To establish the theory of soft crystals, computational chemistry must be applied to analyze the structural phase transitions of molecular crystals and develop new methodologies. The accuracy of first-principles calculations for molecular crystals has rapidly improved over the last decade with the contribution of the Cambridge Crystallographic Data Centre blind test, which predicts the crystal structure from the structural formula. However, it is often difficult to apply first-principles calculations to large molecular crystals, such as typical soft crystals, because of the computational cost. In this chapter, we review the applicability of crystal force field calculations as an alternative method for theoretically analyzing molecular crystals. We also introduce some examples of our previous collaborations and discuss the promising methodologies to elucidate the soft crystal phenomena.

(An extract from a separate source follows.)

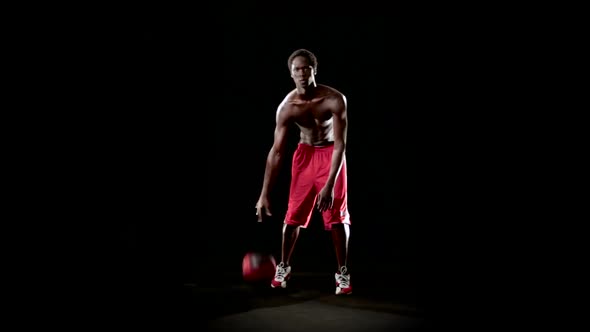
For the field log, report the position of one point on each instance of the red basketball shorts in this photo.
(309, 173)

Nowadays, the importance of molecular crystals and solids with regular structures is increasing in both basic chemistry and applied fields. However, theoretical studies of those systems based on electronic structure theories have been limited. Although density functional theory (DFT) calculations using generalized gradient approximation type functional under periodic boundary condition is effective for such theoretical studies, we need some improvements for calculating the dispersion interaction and the excited state of crystals. Accordingly, in this chapter, two methods for calculating the electronic structures of molecular crystals are discussed: cluster-model/periodic-model (CM/PM)-combined method and quantum mechanics/periodic-molecular mechanics (QM/periodic-MM) method. In the CM/PM-combined method, an infinite crystal system is calculated by the DFT method under periodic boundary condition, and important moieties, which are represented by CMs, are calculated by either DFT method with hybrid-type functionals or wave function theories such as the Møller–Plesset second-order perturbation theory (MP2), spin-component-scaled-MP2, and coupled-cluster singles and doubles theory with perturbative triples (CCSD(T)). This method is useful for gas adsorption into crystals such as metal–organic frameworks. In the QM/periodic-MM method, an important moiety is calculated using a QM method such as the DFT method with hybrid-type functionals and wave function theories, where the effects of the crystal are incorporated into the QM calculation via the periodic MM method using a classical force field. This method is useful for theoretical studies of excited states and chemical reactions. The applications of these methods in the following processes are described in this chapter: adsorption of gas molecules on metal–organic frameworks, chemical reactions in crystals, and luminescence of the crystals of transition metal complexes. To the best of our knowledge, the theoretical calculations conducted in this chapter show one of the successful approaches of electronic structure theories to molecular crystals, because of the reasonable and practical approximations.

In this chapter, to design functions of soft crystals, the relationships between gentle stimuli and the corresponding responses are classified based on the photofunctions, and the key terms are linked and then systematized. Also, trials of functionalization based on soft crystal-related phenomena are introduced toward the functionalization of soft crystals.